Joe Biden delivered a scathing critique of the Trump administration’s response to the coronavirus pandemic during a drive-in rally in Philadelphia, telling his supporters that the future of the country is in the hands of Pennsylvania voters.
“Pennsylvania is critical to this election,” the former vice president said, as supporters honked their car horns in approval. “The power to change this country, not figuratively, is literally in the hands of Philadelphia and Pennsylvania.”
Biden laid responsibility for the deaths of more than 230,000 Americans from coronavirus, over 8,800 of which occurred in Pennsylvania, and more than 9 million infections nationwide squarely at the feet of Trump, asking “imagine where we would be if this president just wore a mask instead of mocked it from the beginning?”
Biden vowed to put an action plan in place on day one of his presidency to get the surging coronavirus outbreaks across the country under control, through masking, social distancing, testing and tracing. “Two more days, two more days,” the former vice president said.
“In two days, we put an end to a presidency that has divided this nation,” Biden said. “In two days, we put an end to a presidency that has failed to protect this nation. In two days, we can put an end to a presidency that has fanned the flames of hate all across this nation.”
— Spencer Kimball
Trump, confident in victory, says ‘there’s not going to be a transition’

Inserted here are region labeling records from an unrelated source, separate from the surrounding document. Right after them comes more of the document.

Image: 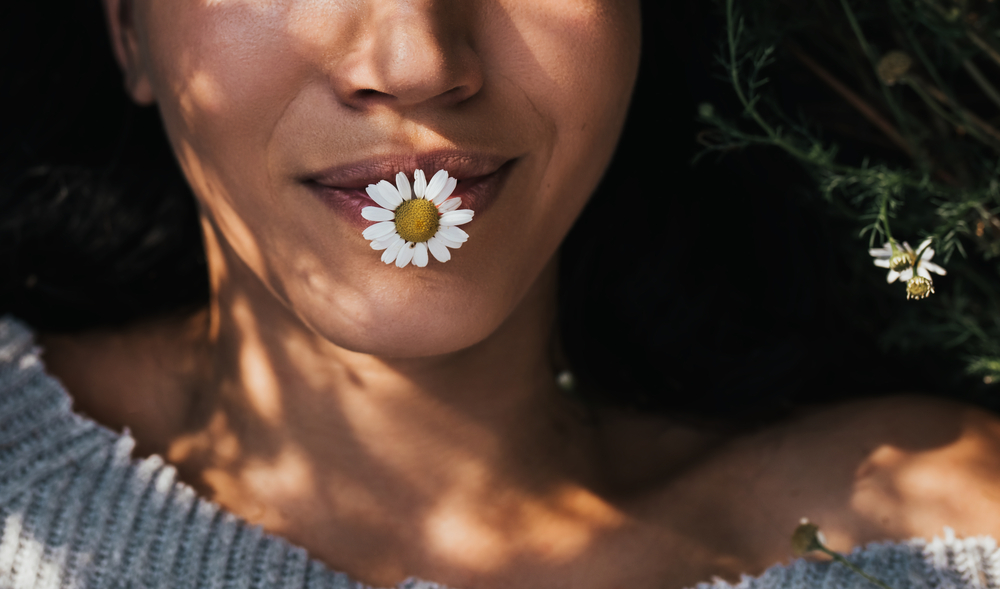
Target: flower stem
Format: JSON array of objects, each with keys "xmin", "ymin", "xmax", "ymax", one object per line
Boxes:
[{"xmin": 819, "ymin": 546, "xmax": 892, "ymax": 589}]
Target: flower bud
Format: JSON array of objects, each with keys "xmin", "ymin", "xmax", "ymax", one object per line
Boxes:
[
  {"xmin": 792, "ymin": 518, "xmax": 823, "ymax": 556},
  {"xmin": 875, "ymin": 50, "xmax": 913, "ymax": 86}
]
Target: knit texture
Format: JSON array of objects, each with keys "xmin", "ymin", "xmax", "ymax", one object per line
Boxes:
[{"xmin": 0, "ymin": 318, "xmax": 1000, "ymax": 589}]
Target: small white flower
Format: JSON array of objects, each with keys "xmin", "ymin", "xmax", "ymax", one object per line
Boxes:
[
  {"xmin": 868, "ymin": 239, "xmax": 947, "ymax": 282},
  {"xmin": 361, "ymin": 170, "xmax": 473, "ymax": 268}
]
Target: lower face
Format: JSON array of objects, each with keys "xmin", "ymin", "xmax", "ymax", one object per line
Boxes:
[{"xmin": 134, "ymin": 0, "xmax": 639, "ymax": 357}]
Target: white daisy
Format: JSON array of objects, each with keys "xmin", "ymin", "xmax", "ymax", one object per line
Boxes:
[
  {"xmin": 361, "ymin": 170, "xmax": 473, "ymax": 268},
  {"xmin": 868, "ymin": 239, "xmax": 947, "ymax": 282}
]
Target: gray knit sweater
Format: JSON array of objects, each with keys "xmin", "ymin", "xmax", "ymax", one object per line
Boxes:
[{"xmin": 0, "ymin": 318, "xmax": 1000, "ymax": 589}]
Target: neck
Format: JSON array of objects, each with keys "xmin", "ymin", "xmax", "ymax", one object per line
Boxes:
[{"xmin": 162, "ymin": 224, "xmax": 616, "ymax": 580}]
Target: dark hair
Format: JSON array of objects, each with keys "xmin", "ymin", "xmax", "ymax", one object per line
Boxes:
[{"xmin": 0, "ymin": 0, "xmax": 984, "ymax": 418}]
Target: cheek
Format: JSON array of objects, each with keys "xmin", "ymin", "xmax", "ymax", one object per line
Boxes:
[
  {"xmin": 141, "ymin": 0, "xmax": 336, "ymax": 280},
  {"xmin": 497, "ymin": 0, "xmax": 641, "ymax": 232}
]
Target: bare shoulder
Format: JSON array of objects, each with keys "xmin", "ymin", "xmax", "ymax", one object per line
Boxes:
[{"xmin": 720, "ymin": 395, "xmax": 1000, "ymax": 550}]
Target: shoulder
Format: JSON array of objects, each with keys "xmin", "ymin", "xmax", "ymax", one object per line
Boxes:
[{"xmin": 730, "ymin": 395, "xmax": 1000, "ymax": 551}]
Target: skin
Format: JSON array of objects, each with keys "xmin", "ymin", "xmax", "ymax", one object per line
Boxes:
[{"xmin": 42, "ymin": 0, "xmax": 1000, "ymax": 588}]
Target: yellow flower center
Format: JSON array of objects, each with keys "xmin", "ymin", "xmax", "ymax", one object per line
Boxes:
[
  {"xmin": 396, "ymin": 198, "xmax": 441, "ymax": 243},
  {"xmin": 906, "ymin": 276, "xmax": 934, "ymax": 299}
]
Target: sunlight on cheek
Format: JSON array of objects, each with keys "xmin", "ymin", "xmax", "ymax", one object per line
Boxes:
[
  {"xmin": 177, "ymin": 70, "xmax": 226, "ymax": 120},
  {"xmin": 424, "ymin": 509, "xmax": 506, "ymax": 571}
]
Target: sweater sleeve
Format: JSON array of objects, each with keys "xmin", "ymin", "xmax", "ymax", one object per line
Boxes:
[
  {"xmin": 696, "ymin": 528, "xmax": 1000, "ymax": 589},
  {"xmin": 0, "ymin": 318, "xmax": 1000, "ymax": 589},
  {"xmin": 0, "ymin": 318, "xmax": 444, "ymax": 589}
]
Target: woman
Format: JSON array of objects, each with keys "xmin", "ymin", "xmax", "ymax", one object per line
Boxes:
[{"xmin": 0, "ymin": 0, "xmax": 1000, "ymax": 587}]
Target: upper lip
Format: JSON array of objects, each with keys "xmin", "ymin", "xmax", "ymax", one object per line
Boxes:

President Donald Trump dismissed questions about whether he would accept the election outcome if he loses, telling supporters in Iowa that he’s winning despite polls showing Democratic nominee Joe Biden ahead nationally and in several key swing states.
“Now they say, will you respect the decision of the voters? And will there be a friendly transition? First of all, there’s not going to be a transition, we’re winning,” Trump told supporters in Dubuque.
An Iowa poll published Saturday showed Trump pulling ahead of Biden in the Hawkeye State by seven points. Several polls show Biden leading in other battleground states including Wisconsin, Michigan, Pennsylvania and Arizona. The former vice president leads nationally by 10 points, according to a NBC/WSJ survey.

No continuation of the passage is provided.